The Maze Runner uses the amnesiac lead character as means of keeping the reader in the dark. Thomas arrives in the mysterious Glade knowing almost exactly as much as the reader does. It provides an easy way to introduce readers to the world that Dashner has created allowing Thomas to tour, with the reader in tow, all the different areas of the Glade. The Glade is a miniature society comprised entirely of teenage boys. Where it’s located is unknown but it sits presumably at the center of a giant maze. This maze is the center of the Glades existence as the inhabitants believe that it holds the key to escaping the Glade. Complicating this fact is that the maze closes every night and those that map the maze, called runners, find that the pattern has changed come morning. It also doesn’t help that its corridors are haunted by monstrosities which, if they don’t kill you, will leave you forever changed and possibly insane.

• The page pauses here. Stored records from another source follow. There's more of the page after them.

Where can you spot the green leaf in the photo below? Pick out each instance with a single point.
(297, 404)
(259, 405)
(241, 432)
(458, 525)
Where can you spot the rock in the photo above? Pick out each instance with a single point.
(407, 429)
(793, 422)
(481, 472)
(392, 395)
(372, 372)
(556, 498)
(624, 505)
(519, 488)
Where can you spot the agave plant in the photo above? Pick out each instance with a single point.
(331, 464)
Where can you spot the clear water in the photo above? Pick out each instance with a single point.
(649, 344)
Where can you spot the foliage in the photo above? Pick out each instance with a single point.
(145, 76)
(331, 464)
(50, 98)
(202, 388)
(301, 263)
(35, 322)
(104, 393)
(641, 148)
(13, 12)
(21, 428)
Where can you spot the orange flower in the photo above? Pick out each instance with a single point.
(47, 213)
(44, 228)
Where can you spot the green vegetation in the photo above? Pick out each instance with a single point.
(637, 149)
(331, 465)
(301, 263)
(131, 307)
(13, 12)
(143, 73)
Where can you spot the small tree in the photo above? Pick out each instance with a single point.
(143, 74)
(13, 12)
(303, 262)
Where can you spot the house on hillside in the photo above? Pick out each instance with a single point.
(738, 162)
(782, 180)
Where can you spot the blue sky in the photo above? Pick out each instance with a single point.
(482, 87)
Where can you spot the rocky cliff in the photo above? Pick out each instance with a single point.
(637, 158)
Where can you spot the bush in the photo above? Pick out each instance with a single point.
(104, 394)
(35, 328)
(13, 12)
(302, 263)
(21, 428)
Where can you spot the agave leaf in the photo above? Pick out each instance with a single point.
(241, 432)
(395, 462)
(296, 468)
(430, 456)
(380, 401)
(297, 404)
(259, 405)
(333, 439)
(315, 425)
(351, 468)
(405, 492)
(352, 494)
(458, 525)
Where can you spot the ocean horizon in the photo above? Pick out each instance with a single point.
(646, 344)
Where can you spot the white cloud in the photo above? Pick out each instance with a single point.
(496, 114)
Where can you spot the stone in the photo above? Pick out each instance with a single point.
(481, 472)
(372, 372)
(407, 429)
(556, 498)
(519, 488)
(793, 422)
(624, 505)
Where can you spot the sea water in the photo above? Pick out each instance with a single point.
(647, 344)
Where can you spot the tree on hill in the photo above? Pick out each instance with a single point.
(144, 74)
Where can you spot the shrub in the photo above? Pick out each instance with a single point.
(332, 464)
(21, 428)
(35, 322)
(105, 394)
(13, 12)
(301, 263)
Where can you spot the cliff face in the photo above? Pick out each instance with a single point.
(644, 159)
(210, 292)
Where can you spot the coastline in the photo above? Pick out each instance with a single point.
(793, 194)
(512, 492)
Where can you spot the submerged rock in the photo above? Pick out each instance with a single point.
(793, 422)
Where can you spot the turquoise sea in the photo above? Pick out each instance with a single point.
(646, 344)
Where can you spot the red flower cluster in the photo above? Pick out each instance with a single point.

All this makes for an interesting set up but with some major problems. First off while Thomas’ amnesia helps ease the readers into the world it also makes for a fairly uninteresting lead character. Without a history he comes off as bland and his motivations somewhat self-centered. It doesn’t help that the characters that surround Thomas aren’t all that interesting either. It doesn’t help that dialogue feels rather flat. The set up and information required to get a working knowledge of the Glade also takes far too long to accomplish and throws off the novel’s pacing. As a result the beginning of the novel is rather boring and it is only in the novels final third that things really ramp. Indeed the final third of the novels makes for an exciting read with high stakes, some additional mystery, and an absolutely wonderful twist ending that despite my struggle with the beginning of novel makes me want to jump right into the next book.
Dashner is a creative world builder but The Maze Runner struggles with its lack of characterization. Throughout the novel there is a sort of detachment from the characters. Never once did I get the impression that anyone really mattered, including Thomas, and my investment in the novel only came once some of Thomas’ history was revealed. That was an interesting twist and, had it existed from the start of the novel, would have certainly guaranteed my early investment in the novel. Regardless, The Maze Runner, despite appearing to cash in on the trend in teen fiction towards dystopian settings, is an original concept the depth of which is only revealed in its final pages. An interesting novel that despite bland beginnings leaves me curious to see how events proceed in the second book The Scorch Trials.